I’m grouping by a double column. The following 2 rows are not aggregated into the same group.
1,
1,
My first thought was a floating point situation where one of the floats is not 1, but 0.999999999 or so. However, that’s not the case. When I copy the values from the table view, I get 1 and 1.0 respectively. Obviously, they should be grouped.
I managed to create a tiny example to reproduce the bug. The cause is the rule engine, which inserts 1 into the double column, which subsequently is considered to be different from 1.0.
I took a look at your workflow. Glad to see you’ve found & shared your own workaround on this.

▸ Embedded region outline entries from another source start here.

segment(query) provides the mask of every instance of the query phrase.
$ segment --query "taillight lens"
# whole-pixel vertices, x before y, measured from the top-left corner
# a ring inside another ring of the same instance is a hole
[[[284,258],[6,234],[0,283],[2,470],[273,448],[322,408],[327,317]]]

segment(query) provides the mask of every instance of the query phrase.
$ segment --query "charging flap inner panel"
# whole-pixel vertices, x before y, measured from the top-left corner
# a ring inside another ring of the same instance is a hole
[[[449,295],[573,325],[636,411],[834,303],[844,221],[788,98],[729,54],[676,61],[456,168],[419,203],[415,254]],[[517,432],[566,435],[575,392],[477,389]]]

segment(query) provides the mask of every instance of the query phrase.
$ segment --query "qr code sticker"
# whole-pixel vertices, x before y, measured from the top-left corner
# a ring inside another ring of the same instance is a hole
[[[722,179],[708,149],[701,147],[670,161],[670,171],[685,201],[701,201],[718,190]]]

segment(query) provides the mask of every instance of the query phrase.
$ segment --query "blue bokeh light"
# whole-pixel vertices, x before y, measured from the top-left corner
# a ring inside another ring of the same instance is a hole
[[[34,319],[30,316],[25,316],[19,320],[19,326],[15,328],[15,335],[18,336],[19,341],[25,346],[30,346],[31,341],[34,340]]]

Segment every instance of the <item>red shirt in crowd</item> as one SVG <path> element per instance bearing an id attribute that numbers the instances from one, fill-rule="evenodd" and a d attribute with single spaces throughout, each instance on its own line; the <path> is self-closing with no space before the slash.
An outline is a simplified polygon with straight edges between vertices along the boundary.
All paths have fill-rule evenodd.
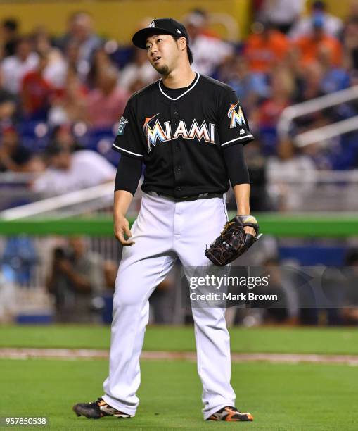
<path id="1" fill-rule="evenodd" d="M 23 79 L 23 107 L 27 114 L 34 113 L 49 105 L 52 87 L 37 70 L 28 72 Z"/>

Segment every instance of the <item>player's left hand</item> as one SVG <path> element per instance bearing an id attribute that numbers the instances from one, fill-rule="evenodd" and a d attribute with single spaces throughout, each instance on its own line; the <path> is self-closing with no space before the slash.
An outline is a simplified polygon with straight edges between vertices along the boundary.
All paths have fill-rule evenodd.
<path id="1" fill-rule="evenodd" d="M 245 233 L 251 234 L 252 237 L 255 237 L 256 235 L 256 231 L 253 227 L 250 227 L 250 226 L 245 226 L 243 230 L 245 230 Z"/>

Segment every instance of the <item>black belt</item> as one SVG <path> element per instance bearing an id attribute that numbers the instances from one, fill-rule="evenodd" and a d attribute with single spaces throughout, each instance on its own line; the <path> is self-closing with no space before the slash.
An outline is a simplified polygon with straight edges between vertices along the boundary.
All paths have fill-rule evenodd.
<path id="1" fill-rule="evenodd" d="M 219 197 L 222 198 L 222 193 L 199 193 L 198 194 L 192 194 L 191 196 L 184 196 L 177 198 L 165 193 L 158 193 L 158 192 L 148 192 L 148 194 L 151 196 L 160 196 L 167 199 L 173 201 L 174 202 L 186 202 L 187 201 L 196 201 L 197 199 L 211 199 L 212 198 Z"/>

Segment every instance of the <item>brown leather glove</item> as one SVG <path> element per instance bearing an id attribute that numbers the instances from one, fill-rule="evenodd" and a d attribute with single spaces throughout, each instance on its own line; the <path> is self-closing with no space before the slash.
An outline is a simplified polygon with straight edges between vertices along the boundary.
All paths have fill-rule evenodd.
<path id="1" fill-rule="evenodd" d="M 255 237 L 245 232 L 245 226 L 255 229 Z M 236 216 L 225 223 L 220 236 L 207 247 L 205 256 L 217 266 L 227 265 L 250 249 L 261 237 L 258 233 L 259 224 L 253 216 Z"/>

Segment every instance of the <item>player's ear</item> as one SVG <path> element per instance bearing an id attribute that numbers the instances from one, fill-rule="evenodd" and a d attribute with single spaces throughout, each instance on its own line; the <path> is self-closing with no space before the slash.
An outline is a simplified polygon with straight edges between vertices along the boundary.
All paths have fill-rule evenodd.
<path id="1" fill-rule="evenodd" d="M 181 51 L 184 51 L 186 49 L 186 39 L 183 37 L 179 37 L 177 41 L 178 46 Z"/>

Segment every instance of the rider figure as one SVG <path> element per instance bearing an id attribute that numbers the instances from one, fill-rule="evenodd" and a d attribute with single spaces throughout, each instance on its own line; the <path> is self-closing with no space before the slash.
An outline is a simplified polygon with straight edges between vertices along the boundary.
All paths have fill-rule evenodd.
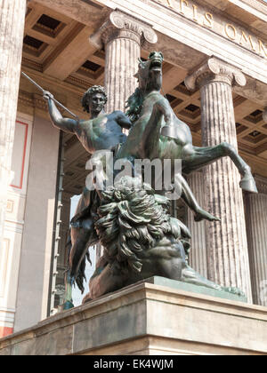
<path id="1" fill-rule="evenodd" d="M 44 93 L 44 99 L 48 102 L 48 109 L 53 125 L 64 132 L 75 134 L 85 150 L 93 155 L 100 150 L 115 151 L 119 144 L 125 141 L 126 136 L 122 129 L 129 130 L 131 121 L 121 111 L 106 114 L 104 107 L 107 103 L 107 94 L 101 86 L 91 87 L 82 99 L 84 110 L 90 114 L 90 119 L 76 120 L 64 118 L 53 101 L 53 96 Z M 70 296 L 69 306 L 71 307 L 71 284 L 77 281 L 79 289 L 84 290 L 85 255 L 89 246 L 98 242 L 94 230 L 93 215 L 98 207 L 98 195 L 95 191 L 85 188 L 80 198 L 76 216 L 71 221 L 71 242 L 69 244 L 69 273 L 67 274 L 67 294 Z M 94 211 L 94 212 L 93 212 Z M 67 305 L 68 306 L 68 305 Z"/>

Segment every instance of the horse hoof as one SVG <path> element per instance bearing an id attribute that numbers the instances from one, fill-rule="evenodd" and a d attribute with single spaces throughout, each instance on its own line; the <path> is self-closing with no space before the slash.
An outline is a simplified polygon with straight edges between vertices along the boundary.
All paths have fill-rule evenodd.
<path id="1" fill-rule="evenodd" d="M 253 176 L 245 176 L 240 181 L 240 187 L 246 192 L 258 193 L 258 189 Z"/>
<path id="2" fill-rule="evenodd" d="M 166 125 L 161 130 L 161 136 L 165 136 L 169 139 L 179 139 L 175 130 L 174 126 Z"/>

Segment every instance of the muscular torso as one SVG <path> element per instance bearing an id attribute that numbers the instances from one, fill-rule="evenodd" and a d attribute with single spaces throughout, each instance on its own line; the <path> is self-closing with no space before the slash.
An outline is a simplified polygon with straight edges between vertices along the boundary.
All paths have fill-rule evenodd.
<path id="1" fill-rule="evenodd" d="M 117 115 L 119 112 L 114 112 L 101 115 L 94 119 L 80 121 L 75 132 L 88 153 L 93 154 L 103 149 L 112 150 L 125 141 L 126 136 L 117 123 Z"/>
<path id="2" fill-rule="evenodd" d="M 164 110 L 158 109 L 158 116 L 153 118 L 155 105 L 163 107 Z M 166 125 L 163 112 L 167 112 L 170 115 L 171 122 L 176 127 L 179 138 L 172 139 L 159 136 L 153 151 L 150 151 L 150 154 L 148 154 L 146 150 L 149 150 L 149 145 L 152 144 L 154 136 L 157 133 L 158 136 L 158 131 Z M 154 115 L 157 115 L 157 114 L 154 113 Z M 143 140 L 144 132 L 151 120 L 154 123 L 154 128 L 148 137 L 148 144 Z M 191 148 L 192 137 L 189 126 L 177 118 L 166 99 L 159 92 L 153 92 L 145 99 L 141 116 L 132 128 L 127 141 L 120 151 L 120 156 L 129 156 L 130 155 L 135 158 L 184 158 L 187 153 L 191 154 Z"/>

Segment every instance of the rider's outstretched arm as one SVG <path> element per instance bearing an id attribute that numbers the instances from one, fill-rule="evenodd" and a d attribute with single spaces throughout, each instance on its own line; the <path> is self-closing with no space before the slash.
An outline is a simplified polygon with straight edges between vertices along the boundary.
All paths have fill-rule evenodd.
<path id="1" fill-rule="evenodd" d="M 62 130 L 64 132 L 75 133 L 78 124 L 77 121 L 75 119 L 64 118 L 61 115 L 53 99 L 53 95 L 50 92 L 45 92 L 44 94 L 44 99 L 47 100 L 49 115 L 53 125 L 59 130 Z"/>

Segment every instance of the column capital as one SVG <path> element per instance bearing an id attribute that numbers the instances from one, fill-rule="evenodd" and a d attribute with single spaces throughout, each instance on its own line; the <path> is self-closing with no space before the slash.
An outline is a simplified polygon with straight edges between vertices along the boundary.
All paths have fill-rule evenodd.
<path id="1" fill-rule="evenodd" d="M 239 68 L 216 57 L 211 57 L 184 81 L 190 91 L 195 91 L 198 87 L 200 88 L 212 82 L 244 87 L 247 78 Z"/>
<path id="2" fill-rule="evenodd" d="M 264 108 L 263 116 L 263 121 L 267 123 L 267 107 Z"/>
<path id="3" fill-rule="evenodd" d="M 117 37 L 133 39 L 141 46 L 145 44 L 155 44 L 158 42 L 158 36 L 151 25 L 118 10 L 109 14 L 108 20 L 89 40 L 97 49 L 102 49 L 105 44 Z"/>
<path id="4" fill-rule="evenodd" d="M 255 180 L 256 182 L 259 194 L 267 194 L 267 178 L 255 175 Z"/>

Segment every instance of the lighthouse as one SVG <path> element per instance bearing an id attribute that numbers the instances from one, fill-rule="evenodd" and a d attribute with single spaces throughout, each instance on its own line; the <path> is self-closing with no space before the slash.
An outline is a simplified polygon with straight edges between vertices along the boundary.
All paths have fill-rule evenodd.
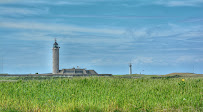
<path id="1" fill-rule="evenodd" d="M 56 42 L 53 44 L 53 72 L 52 74 L 57 74 L 59 73 L 59 46 L 58 43 Z"/>
<path id="2" fill-rule="evenodd" d="M 132 75 L 132 63 L 129 63 L 129 74 Z"/>

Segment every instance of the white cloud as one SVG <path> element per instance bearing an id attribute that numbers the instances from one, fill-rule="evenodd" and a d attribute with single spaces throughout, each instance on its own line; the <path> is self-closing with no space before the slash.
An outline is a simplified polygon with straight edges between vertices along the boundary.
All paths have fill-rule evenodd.
<path id="1" fill-rule="evenodd" d="M 0 15 L 38 15 L 48 13 L 48 9 L 0 7 Z"/>
<path id="2" fill-rule="evenodd" d="M 28 23 L 28 22 L 1 22 L 0 27 L 16 28 L 16 29 L 29 29 L 29 30 L 42 30 L 53 32 L 88 32 L 88 33 L 104 33 L 120 35 L 124 31 L 120 29 L 105 29 L 105 28 L 88 28 L 72 25 L 60 24 L 44 24 L 44 23 Z"/>
<path id="3" fill-rule="evenodd" d="M 200 6 L 203 0 L 158 0 L 154 4 L 165 5 L 169 7 L 176 6 Z"/>

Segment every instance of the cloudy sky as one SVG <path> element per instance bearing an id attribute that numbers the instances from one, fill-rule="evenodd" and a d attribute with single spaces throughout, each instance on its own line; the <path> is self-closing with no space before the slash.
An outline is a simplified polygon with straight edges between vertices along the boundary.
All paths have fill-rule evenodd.
<path id="1" fill-rule="evenodd" d="M 0 72 L 203 73 L 203 0 L 0 0 Z M 3 65 L 3 66 L 2 66 Z"/>

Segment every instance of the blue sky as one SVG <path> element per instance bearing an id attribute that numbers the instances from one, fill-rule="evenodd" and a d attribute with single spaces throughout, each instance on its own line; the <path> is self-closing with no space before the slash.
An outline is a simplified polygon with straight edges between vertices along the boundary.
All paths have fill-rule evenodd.
<path id="1" fill-rule="evenodd" d="M 203 73 L 202 12 L 203 0 L 0 0 L 0 72 L 50 73 L 57 38 L 60 69 Z"/>

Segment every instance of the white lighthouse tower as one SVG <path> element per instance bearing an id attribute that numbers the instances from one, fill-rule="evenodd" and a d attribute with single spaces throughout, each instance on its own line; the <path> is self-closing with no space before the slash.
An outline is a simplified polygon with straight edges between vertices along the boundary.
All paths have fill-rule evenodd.
<path id="1" fill-rule="evenodd" d="M 59 73 L 59 46 L 58 43 L 56 42 L 53 44 L 53 72 L 52 74 L 57 74 Z"/>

Just a tiny comment, it’s best practice to avoid Rule Engine when dealing with double types. The Expression Node or the Column Expression Node is more suitable for if-else statement applications on doubles.
I just had a look at the rule engine rule you input.
When I change the => 1 into a => 1.0 there is not any issue with the grouping. I guess there is a distinction between 1 (interpreted as an int) and 1.0 (interpreted as float) and knime does not seem to implicitly cast the int into a double, thus the 2 categories in the GroupBy.
It is also common in other languages to specify the 0 decimal part as a .0 to avoid any type misuse.
I agree with your analysis, Florent, but I do not agree that this is an acceptable behavior. It is a float column. Therefore, 1 and 1.0 must be equal. This is especially true for a tool with a broad target audience (including not-so-techy persons).
Thank you! I will try these next time.
I feel that the rule engine should be patched to either fix the issue or throw an exception.
What is this nonsense with not answering too quickly? I wanted to reply to 2 comments.
I think the problem is more complex than that. 1.0 stored as a float is totally different than 1 as an int and the “accurate” conversion between integers and floats is technically not possible (see IEEE 754 for more headaches).
In the rule engine, knime is trying to guess the output type, we can see that 1 is an int and 1.0 is a double (or a float). But when outputing the result in your column, knime is doing something (or not doing anything) that affects the way 1 and 1.0 are not the same in the computer memory.
In general, it is not really recommended to compare raw float number (because of the way they are stored in the memory).